Aya is an eBPF library built with a focus on operability and developer experience. It does not rely on libbpf nor bcc - it's built from the ground up purely in Rust, using only the libc crate to execute syscalls. With BTF support and when linked with musl, it offers a true compile once, run everywhere solution, where a single self-contained binary can be deployed on many linux distributions and kernel versions.
Some of the major features provided include:
- Support for the BPF Type Format (BTF), which is transparently enabled when supported by the target kernel. This allows eBPF programs compiled against one kernel version to run on different kernel versions without the need to recompile.
- Support for function call relocation and global data maps, which allows eBPF programs to make function calls and use global variables and initializers.
- Async support with both tokio and async-std.

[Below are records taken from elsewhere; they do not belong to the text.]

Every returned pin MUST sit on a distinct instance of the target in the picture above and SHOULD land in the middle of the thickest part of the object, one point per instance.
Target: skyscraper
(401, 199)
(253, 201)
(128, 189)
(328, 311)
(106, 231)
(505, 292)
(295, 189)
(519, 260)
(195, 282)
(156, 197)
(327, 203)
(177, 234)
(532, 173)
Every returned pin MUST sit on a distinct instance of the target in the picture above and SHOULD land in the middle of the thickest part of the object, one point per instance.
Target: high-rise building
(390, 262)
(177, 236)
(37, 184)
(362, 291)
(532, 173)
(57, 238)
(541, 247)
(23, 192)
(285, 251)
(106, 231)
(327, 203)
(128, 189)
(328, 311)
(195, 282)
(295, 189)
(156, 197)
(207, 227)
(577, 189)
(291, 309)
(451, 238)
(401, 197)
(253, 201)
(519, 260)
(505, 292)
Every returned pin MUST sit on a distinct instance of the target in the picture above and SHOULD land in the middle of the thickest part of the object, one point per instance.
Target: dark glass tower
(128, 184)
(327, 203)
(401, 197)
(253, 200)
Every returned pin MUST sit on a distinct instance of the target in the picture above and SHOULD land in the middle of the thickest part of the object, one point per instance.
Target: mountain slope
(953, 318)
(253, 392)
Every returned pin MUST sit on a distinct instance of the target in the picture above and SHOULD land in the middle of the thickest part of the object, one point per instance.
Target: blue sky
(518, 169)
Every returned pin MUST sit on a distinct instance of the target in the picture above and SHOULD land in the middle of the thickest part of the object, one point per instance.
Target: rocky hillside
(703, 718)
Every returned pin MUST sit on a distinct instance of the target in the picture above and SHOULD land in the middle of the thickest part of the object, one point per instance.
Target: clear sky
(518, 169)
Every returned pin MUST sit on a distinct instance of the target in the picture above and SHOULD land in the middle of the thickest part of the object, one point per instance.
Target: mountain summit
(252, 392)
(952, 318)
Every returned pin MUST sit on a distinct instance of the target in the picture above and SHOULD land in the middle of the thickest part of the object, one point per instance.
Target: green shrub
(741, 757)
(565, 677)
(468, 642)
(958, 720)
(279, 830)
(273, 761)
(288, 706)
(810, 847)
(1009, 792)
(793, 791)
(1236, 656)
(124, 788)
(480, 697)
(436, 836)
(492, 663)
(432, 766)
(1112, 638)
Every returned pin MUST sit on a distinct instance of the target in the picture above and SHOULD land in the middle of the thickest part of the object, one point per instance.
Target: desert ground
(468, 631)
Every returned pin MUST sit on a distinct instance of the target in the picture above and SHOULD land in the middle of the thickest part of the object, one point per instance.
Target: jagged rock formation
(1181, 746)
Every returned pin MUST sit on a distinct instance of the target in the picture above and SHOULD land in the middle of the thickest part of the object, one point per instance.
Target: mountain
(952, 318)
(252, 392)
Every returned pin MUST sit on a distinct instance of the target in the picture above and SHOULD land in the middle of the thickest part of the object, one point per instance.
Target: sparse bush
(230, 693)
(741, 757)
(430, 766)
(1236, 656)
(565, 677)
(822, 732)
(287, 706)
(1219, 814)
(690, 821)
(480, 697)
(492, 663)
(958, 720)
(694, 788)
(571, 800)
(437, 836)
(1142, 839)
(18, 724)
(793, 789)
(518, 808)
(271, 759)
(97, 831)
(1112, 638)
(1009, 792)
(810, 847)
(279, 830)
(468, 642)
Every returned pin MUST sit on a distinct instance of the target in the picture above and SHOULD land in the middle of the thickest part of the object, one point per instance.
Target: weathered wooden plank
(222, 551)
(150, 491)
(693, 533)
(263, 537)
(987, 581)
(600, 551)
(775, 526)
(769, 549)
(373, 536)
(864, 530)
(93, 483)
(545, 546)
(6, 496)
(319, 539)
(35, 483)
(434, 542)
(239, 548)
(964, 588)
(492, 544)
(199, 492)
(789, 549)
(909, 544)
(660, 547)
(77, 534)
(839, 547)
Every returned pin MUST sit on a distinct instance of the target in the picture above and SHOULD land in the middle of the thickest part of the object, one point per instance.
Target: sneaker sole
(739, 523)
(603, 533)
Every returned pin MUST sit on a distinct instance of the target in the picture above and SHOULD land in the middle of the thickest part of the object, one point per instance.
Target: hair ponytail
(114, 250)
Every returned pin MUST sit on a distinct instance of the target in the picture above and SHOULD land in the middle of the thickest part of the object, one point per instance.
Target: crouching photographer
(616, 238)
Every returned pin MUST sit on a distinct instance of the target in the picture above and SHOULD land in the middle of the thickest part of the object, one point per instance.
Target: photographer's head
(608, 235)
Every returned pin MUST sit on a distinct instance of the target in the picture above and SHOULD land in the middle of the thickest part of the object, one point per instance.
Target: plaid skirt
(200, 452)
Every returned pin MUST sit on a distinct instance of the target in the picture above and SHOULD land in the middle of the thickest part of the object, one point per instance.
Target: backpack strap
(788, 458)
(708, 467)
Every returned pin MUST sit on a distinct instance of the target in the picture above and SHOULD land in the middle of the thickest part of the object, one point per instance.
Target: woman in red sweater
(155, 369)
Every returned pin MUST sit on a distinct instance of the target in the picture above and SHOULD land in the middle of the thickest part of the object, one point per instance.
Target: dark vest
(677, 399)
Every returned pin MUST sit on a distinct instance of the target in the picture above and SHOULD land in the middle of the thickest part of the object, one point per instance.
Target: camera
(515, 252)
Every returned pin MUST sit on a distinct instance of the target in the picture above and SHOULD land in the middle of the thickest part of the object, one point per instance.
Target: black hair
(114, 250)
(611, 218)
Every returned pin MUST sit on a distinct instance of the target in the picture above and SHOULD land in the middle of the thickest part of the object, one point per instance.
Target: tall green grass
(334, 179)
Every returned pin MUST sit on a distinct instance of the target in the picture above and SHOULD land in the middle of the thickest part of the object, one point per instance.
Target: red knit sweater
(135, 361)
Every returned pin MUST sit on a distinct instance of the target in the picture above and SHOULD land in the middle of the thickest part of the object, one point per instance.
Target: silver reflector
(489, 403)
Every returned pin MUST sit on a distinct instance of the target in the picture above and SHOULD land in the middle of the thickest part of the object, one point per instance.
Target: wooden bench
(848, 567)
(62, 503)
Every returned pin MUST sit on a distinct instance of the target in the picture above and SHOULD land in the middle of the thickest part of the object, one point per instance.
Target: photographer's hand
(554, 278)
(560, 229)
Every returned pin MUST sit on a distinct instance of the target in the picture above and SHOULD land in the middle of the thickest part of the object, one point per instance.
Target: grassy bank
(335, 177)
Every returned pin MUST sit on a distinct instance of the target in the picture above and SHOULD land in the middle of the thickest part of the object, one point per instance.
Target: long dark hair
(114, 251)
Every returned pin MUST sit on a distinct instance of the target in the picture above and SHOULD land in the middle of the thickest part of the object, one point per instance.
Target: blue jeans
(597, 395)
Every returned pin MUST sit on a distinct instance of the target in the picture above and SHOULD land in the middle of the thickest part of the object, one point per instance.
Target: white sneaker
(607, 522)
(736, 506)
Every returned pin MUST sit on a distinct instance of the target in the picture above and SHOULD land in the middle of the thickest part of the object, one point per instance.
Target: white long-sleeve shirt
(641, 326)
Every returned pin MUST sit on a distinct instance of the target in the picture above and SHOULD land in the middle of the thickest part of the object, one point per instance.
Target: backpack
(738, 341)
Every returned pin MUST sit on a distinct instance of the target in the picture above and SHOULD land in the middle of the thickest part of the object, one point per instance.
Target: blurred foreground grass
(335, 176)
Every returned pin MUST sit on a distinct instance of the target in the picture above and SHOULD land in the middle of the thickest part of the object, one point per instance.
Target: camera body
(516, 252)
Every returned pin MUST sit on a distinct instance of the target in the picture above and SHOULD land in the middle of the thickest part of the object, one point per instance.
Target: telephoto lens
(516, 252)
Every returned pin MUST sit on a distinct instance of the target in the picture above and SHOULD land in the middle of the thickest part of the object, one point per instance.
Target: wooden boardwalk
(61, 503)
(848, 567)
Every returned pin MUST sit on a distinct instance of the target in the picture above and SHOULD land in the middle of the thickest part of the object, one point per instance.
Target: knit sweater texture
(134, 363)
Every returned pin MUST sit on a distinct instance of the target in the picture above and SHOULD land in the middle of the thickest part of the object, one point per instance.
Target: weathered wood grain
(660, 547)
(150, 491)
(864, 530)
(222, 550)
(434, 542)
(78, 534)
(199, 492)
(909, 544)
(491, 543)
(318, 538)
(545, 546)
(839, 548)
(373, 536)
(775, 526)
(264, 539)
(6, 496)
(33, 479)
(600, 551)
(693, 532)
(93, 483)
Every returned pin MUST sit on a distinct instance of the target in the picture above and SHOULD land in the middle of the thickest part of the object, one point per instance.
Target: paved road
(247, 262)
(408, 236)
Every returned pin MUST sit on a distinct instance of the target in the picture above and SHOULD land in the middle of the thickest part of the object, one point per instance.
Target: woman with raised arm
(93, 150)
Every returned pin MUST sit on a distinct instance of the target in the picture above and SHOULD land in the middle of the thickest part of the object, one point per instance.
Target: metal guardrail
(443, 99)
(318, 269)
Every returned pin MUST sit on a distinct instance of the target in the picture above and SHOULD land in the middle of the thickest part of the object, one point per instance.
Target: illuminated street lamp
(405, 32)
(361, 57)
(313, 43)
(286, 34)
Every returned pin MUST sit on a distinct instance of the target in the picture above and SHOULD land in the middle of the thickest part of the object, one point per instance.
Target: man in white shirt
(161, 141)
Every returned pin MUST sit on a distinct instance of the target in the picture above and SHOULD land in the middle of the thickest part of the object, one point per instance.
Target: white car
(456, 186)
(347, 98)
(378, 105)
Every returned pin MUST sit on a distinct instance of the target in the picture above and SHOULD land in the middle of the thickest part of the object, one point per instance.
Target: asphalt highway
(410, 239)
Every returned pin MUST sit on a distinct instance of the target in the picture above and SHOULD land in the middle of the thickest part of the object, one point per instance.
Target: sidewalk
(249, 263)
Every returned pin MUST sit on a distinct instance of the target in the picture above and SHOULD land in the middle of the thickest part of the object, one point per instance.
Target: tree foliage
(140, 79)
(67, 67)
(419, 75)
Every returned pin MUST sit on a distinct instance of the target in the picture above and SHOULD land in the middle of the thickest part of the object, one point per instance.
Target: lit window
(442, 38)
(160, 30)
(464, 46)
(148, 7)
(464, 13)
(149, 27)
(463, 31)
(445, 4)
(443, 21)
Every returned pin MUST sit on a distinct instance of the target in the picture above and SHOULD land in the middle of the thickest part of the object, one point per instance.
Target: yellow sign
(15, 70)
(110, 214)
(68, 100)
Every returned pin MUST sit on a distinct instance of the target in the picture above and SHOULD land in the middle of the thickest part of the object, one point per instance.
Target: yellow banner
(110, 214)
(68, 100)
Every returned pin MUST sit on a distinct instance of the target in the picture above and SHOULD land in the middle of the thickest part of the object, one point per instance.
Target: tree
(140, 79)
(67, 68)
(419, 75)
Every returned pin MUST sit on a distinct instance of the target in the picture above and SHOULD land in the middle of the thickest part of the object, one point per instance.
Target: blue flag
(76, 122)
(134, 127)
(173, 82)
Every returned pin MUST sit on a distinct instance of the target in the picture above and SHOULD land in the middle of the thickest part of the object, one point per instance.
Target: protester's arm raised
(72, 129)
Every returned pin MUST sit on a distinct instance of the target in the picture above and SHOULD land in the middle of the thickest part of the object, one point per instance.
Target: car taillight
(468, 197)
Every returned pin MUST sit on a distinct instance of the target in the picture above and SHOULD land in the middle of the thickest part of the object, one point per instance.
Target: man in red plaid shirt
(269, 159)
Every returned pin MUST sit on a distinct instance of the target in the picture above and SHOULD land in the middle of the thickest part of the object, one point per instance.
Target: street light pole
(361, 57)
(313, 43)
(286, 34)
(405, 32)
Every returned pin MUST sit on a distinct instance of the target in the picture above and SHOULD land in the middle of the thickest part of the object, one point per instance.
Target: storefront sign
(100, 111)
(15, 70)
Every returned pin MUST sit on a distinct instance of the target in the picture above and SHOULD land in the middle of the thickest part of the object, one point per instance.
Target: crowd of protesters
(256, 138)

- Easy to deploy and fast to build: aya doesn't require a kernel build or compiled headers, and not even a C toolchain; a release build completes in a matter of seconds.
Example
Aya supports a large chunk of the eBPF API. The following example shows how to use a
BPF_PROG_TYPE_CGROUP_SKB
program with aya:
use std::fs::File;
use aya::Bpf;
use aya::programs::{CgroupSkb, CgroupSkbAttachType};
// load the BPF code
let mut bpf = Bpf::load_file("bpf.o")?;
// get the `ingress_filter` program compiled into `bpf.o`.
let ingress: &mut CgroupSkb = bpf.program_mut("ingress_filter")?.try_into()?;
// load the program into the kernel
ingress.load()?;
// attach the program to the root cgroup. `ingress_filter` will be called for all
// incoming packets.
let cgroup = File::open("/sys/fs/cgroup/unified")?;
ingress.attach(cgroup, CgroupSkbAttachType::Ingress)?;
Contributing
Please see the contributing guide.
License
Aya is distributed under the terms of either the MIT license or the Apache License (version 2.0), at your option.
Unless you explicitly state otherwise, any contribution intentionally submitted for inclusion in this crate by you, as defined in the Apache-2.0 license, shall be dual licensed as above, without any additional terms or conditions.